A tough US sanctions campaign has had some success in cutting off Iran's Islamic Revolutionary Guard Corps (IRGC) from its foreign financial network, which funds activities that threaten international security, experts told Diyaruna.
The effect of the sanctions, which have targeted the economic interests of the Iranian regime and its agents -- especially Iran-aligned militias in Iraq and Lebanon -- is becoming increasingly evident, they said.
The US Treasury has imposed sanctions on dozens of organisations and individuals that fund the IRGC, which collectively funnel millions of dollars to it through money laundering operations, illegal business activity and fundraising.
The most recent batch of sanctions, announced March 26th, targeted a vast network of 15 individuals and five companies operating in Iraq and Iran that supported the IRGC's Quds Force (IRGC-QF).
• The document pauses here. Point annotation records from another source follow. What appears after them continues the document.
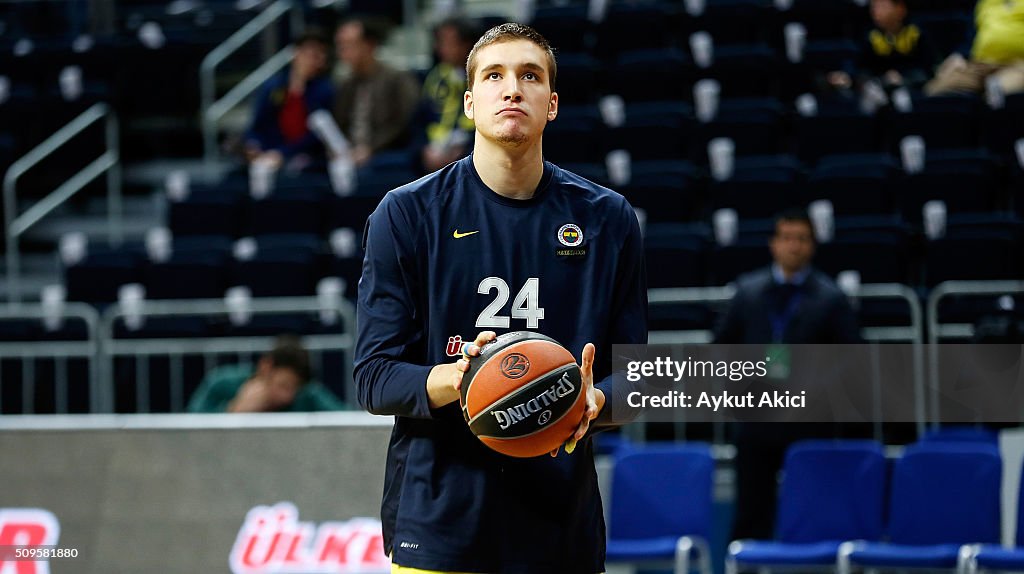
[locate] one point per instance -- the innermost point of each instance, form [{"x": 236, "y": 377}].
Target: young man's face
[
  {"x": 282, "y": 385},
  {"x": 511, "y": 100},
  {"x": 888, "y": 14},
  {"x": 310, "y": 58},
  {"x": 352, "y": 47},
  {"x": 793, "y": 245}
]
The network was involved in transferring lethal aid to Iran-backed Iraqi militias such as Kataib Hizbullah and Asaib Ahl al-Haq, as well as smuggling through Iraq's Umm Qasr port and laundering money through Iraqi front companies.
It also was involved in selling Iranian oil to the Syrian regime, and smuggling weapons to Yemen, among other charges, the Treasury said.
The most recent sanctions "constitute pressure from Washington to cut off funding sources for the Iranian regime and the militias loyal to it", said Ghazi Faisal Hussain, an adviser at the Iraqi Centre for Strategic Studies.
"No one is allowed to do business with the sanctioned entities or provide any sort of facilitation for them," he told Diyaruna.
"They have to immediately stop any bank transactions, buying and selling, and all their economic and financial activity," he added.
'A significant source of danger'
The IRGC and its agents, including the designated individuals and companies, "constitute a significant source of danger for international peace through their armed operations that threaten civilians", Hussain said.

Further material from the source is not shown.